The Federal Reserve demonstrates that household wealth declined by $6.5 trillion from the end of 2019 to March 2020.
The loss stems from a sharp decline in stock prices and happened before unemployment increased to Great Depression level.
Throughout the first quarter, households experienced a wealth loss of $6.5 trillion. All of this came from a $6.9 trillion drop in financial assets, which was offset by gains in home equity at the same time.
As a result of the loss in stock market value, total household wealth dropped to 662.0% of after-tax income by the end of March––its lowest level since March 2016.

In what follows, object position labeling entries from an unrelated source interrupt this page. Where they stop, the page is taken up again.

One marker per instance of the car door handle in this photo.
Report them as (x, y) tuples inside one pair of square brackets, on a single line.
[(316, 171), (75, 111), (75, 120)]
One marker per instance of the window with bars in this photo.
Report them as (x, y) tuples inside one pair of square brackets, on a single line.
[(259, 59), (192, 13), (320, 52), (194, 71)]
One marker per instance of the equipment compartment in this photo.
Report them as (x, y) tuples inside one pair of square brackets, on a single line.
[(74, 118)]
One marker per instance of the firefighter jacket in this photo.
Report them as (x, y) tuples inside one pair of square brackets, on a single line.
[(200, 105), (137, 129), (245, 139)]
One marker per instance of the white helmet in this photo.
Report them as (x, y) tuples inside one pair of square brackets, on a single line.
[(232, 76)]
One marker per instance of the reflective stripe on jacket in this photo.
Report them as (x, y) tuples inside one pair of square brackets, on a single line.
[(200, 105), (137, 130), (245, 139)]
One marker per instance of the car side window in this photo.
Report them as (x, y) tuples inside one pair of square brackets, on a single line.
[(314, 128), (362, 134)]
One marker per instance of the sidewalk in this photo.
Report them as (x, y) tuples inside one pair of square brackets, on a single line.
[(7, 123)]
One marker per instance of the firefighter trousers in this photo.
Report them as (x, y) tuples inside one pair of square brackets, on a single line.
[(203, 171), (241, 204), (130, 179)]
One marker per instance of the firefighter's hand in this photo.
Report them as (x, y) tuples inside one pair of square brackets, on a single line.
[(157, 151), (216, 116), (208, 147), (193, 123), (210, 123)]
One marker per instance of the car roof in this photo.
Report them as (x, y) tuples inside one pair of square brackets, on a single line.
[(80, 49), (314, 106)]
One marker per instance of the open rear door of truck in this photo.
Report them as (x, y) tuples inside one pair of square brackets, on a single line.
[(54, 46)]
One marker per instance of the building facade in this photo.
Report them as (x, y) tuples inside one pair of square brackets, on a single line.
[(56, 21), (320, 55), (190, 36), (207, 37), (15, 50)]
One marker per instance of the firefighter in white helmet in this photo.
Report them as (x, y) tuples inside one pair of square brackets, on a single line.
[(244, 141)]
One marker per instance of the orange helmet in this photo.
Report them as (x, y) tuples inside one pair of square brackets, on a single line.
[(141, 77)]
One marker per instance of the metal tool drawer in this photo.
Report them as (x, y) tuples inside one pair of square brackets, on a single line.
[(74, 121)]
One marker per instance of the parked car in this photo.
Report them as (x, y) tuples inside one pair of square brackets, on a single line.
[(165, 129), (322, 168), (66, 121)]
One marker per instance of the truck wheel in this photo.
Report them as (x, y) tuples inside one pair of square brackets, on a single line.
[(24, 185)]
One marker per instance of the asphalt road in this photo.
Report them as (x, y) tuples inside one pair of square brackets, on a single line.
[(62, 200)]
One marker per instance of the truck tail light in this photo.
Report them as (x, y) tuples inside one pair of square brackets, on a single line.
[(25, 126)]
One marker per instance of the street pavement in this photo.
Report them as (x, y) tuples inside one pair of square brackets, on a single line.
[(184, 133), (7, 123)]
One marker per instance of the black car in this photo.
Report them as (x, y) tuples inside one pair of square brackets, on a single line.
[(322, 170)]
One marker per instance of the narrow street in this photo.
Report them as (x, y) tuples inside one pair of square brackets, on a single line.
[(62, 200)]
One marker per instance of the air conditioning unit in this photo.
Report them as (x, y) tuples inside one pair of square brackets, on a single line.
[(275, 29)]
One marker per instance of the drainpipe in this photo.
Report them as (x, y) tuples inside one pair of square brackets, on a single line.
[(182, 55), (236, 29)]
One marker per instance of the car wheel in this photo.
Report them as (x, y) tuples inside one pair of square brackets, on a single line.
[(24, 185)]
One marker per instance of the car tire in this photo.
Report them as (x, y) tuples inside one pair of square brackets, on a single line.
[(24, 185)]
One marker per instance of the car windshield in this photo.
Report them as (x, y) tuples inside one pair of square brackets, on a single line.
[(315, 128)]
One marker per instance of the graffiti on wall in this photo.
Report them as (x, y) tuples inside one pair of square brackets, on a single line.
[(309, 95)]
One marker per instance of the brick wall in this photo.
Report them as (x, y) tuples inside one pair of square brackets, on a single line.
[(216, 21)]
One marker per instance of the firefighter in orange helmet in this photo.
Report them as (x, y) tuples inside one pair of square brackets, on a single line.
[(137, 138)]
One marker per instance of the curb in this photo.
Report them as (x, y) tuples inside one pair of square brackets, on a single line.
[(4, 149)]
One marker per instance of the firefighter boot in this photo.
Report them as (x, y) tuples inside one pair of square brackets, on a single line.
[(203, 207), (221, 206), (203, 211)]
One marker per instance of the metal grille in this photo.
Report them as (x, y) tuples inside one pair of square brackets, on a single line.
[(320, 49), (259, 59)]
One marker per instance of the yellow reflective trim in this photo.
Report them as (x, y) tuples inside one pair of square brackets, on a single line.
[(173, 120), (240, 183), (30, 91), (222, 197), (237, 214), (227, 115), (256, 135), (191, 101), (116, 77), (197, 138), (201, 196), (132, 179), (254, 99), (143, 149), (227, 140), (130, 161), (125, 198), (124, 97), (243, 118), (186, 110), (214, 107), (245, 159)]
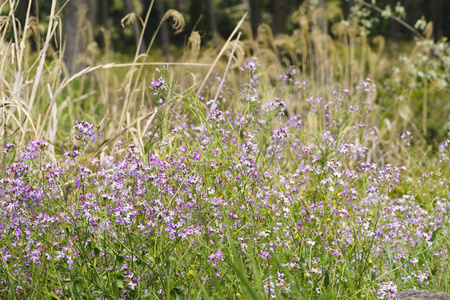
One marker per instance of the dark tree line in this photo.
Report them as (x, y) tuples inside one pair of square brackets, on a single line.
[(92, 20)]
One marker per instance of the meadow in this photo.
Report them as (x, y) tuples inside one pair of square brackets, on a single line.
[(269, 170)]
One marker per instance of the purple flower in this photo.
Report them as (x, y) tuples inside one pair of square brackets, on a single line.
[(158, 85), (85, 132), (387, 291)]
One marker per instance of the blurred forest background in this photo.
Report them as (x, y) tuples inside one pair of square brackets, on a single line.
[(94, 59), (115, 25)]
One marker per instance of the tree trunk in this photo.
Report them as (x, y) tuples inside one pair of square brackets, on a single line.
[(164, 30), (346, 7), (280, 13), (319, 47), (135, 25), (437, 9), (255, 15), (212, 17), (393, 26), (79, 20)]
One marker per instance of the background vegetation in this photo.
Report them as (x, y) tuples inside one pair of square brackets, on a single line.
[(247, 160)]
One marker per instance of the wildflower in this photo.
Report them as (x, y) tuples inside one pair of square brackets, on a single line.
[(387, 291), (158, 85), (85, 132)]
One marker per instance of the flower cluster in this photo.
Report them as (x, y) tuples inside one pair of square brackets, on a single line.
[(85, 132)]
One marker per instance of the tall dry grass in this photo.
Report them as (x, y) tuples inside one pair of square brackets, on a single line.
[(39, 100)]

Families will likely slide deeper into debt, and, if they can’t pay their mortgage, could lose their house. Estimates based on weekly U.S. Census data demonstrate that approximately 12% of mortgagees did not pay or deferred their mortgage in May
One-in-six households have no or slight confidence they will make their mortgage payment next month. About one-in-five households have trouble or expect future trouble to pay their mortgage.
They could face default or foreclosure. While stocks have rebounded since their March selloff, the rest o the economy has entered into recession, if not depression, territory.
Job and income losses have ravaged wealth and savings of low-income and middle-income households, as transpired in the wake of the Great Recession.
Household debt, particularly expensive non-mortgage debt, will likely grow to new highs. House values, on the other hand, will likely fall. The middle class is in the process of taking a big and prolonged hit.